Во все страны, в которые я попадал (а побывал я уже за два года — о Господи! — в пяти республиках, семи королевствах, одном княжестве и в Канаде, которую не знаю, куда отнести), во все эти государства я попадал из столиц. Сел в поезд — и через четыре часа в Амстердаме, сел в самолет — и через три с половиной часа в Осло. Или из больших городов — Торонто, Мюнхен… А тут с барселонского аэродрома — в такси и в деревню. Не в шикарный «холидей-инн», с громадными вестибюлями, внутренними магазинами и с видами из окна на колючий силуэт собора Св. Стефана, и не в крохотный, как в Лондоне, отельчик с восемью номерами, крутой скрипящей лестницей и портретами юных принцев в фижмах и жабо, а в ту самую «оливкодавильню», где встретили меня русские распростертые объятия и где я сейчас и обитаю — мопсов увезли в Париж, Флорен — к себе в Мадрид, а я перебрался из Сан-Виценте алой (верхней) в бахо (нижнюю).

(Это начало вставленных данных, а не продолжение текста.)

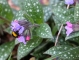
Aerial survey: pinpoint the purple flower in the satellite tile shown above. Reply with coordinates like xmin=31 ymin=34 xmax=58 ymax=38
xmin=39 ymin=0 xmax=49 ymax=5
xmin=65 ymin=0 xmax=74 ymax=5
xmin=11 ymin=20 xmax=24 ymax=35
xmin=26 ymin=36 xmax=30 ymax=41
xmin=17 ymin=36 xmax=26 ymax=44
xmin=11 ymin=20 xmax=31 ymax=44
xmin=65 ymin=22 xmax=73 ymax=36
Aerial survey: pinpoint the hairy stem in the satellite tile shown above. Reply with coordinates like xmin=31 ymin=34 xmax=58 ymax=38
xmin=54 ymin=24 xmax=63 ymax=46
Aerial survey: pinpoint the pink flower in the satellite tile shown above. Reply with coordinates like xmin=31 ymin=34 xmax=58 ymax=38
xmin=26 ymin=36 xmax=30 ymax=41
xmin=39 ymin=0 xmax=49 ymax=5
xmin=65 ymin=0 xmax=74 ymax=5
xmin=65 ymin=22 xmax=73 ymax=36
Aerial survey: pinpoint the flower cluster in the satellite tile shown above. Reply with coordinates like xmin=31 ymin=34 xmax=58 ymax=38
xmin=65 ymin=0 xmax=74 ymax=5
xmin=65 ymin=22 xmax=79 ymax=36
xmin=39 ymin=0 xmax=49 ymax=5
xmin=65 ymin=22 xmax=73 ymax=36
xmin=11 ymin=20 xmax=30 ymax=44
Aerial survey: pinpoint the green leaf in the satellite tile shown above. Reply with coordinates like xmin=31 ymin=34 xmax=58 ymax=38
xmin=52 ymin=2 xmax=74 ymax=25
xmin=13 ymin=10 xmax=25 ymax=20
xmin=18 ymin=0 xmax=44 ymax=24
xmin=43 ymin=5 xmax=52 ymax=22
xmin=0 ymin=0 xmax=14 ymax=22
xmin=74 ymin=2 xmax=79 ymax=22
xmin=17 ymin=37 xmax=42 ymax=60
xmin=45 ymin=45 xmax=79 ymax=60
xmin=36 ymin=23 xmax=53 ymax=38
xmin=65 ymin=32 xmax=79 ymax=40
xmin=65 ymin=2 xmax=79 ymax=40
xmin=0 ymin=41 xmax=15 ymax=60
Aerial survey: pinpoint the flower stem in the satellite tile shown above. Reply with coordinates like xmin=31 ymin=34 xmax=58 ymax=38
xmin=54 ymin=24 xmax=63 ymax=46
xmin=67 ymin=4 xmax=70 ymax=9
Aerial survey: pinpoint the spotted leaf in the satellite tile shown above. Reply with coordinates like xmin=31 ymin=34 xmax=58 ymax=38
xmin=66 ymin=3 xmax=79 ymax=40
xmin=36 ymin=23 xmax=53 ymax=38
xmin=0 ymin=41 xmax=15 ymax=60
xmin=0 ymin=0 xmax=14 ymax=24
xmin=45 ymin=45 xmax=79 ymax=60
xmin=18 ymin=0 xmax=43 ymax=24
xmin=17 ymin=37 xmax=42 ymax=60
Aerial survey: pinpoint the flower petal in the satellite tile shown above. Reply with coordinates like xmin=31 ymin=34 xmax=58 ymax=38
xmin=65 ymin=26 xmax=73 ymax=36
xmin=65 ymin=0 xmax=74 ymax=5
xmin=66 ymin=22 xmax=72 ymax=28
xmin=17 ymin=36 xmax=26 ymax=44
xmin=19 ymin=26 xmax=24 ymax=35
xmin=26 ymin=36 xmax=30 ymax=41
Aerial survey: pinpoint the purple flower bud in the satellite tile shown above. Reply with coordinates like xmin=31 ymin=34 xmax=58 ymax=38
xmin=39 ymin=0 xmax=49 ymax=5
xmin=17 ymin=36 xmax=26 ymax=44
xmin=65 ymin=0 xmax=74 ymax=5
xmin=65 ymin=22 xmax=73 ymax=36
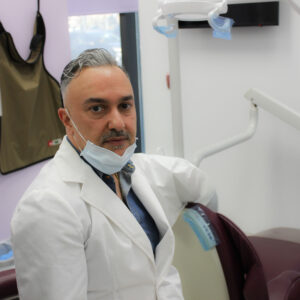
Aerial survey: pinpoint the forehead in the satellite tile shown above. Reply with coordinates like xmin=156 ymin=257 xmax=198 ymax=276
xmin=65 ymin=66 xmax=133 ymax=104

Как давят оливки, я могу представить себе только по громадному, метра три в диаметре, каменному кругу посреди помещения, которого одним словом определить не могу. Сарай не сарай, конюшня не конюшня (хотя тут и стояли когда-то лошади и мулы) высотой метров в пять. Вверху деревянные балки, а внизу посередине этот камень, а на нем другой, конусообразный, который, поднатужившись, и катали в четыре или в шесть рук по нижнему, а масло, надо думать, стекало в крутой желоб по окружности нижнего камня. Сейчас оливок здесь не давят, а на каменном этом долмене праздновалась годовщина Винцента, или просто Васьки, того самого, у которого во рту теперь уже пять зубов. Был торт с одной свечкой, а сам он сидел на крохотном, плетенном соломой стульчике, увитом белыми цветами, а гости учили его, как эту самую свечку задуть. Но не получилось — дуть, и усиленно, он стал перед сном и без всякой свечки. «Заторможенное восприятие», — сказал кто-то, и заговорили о Фрейде.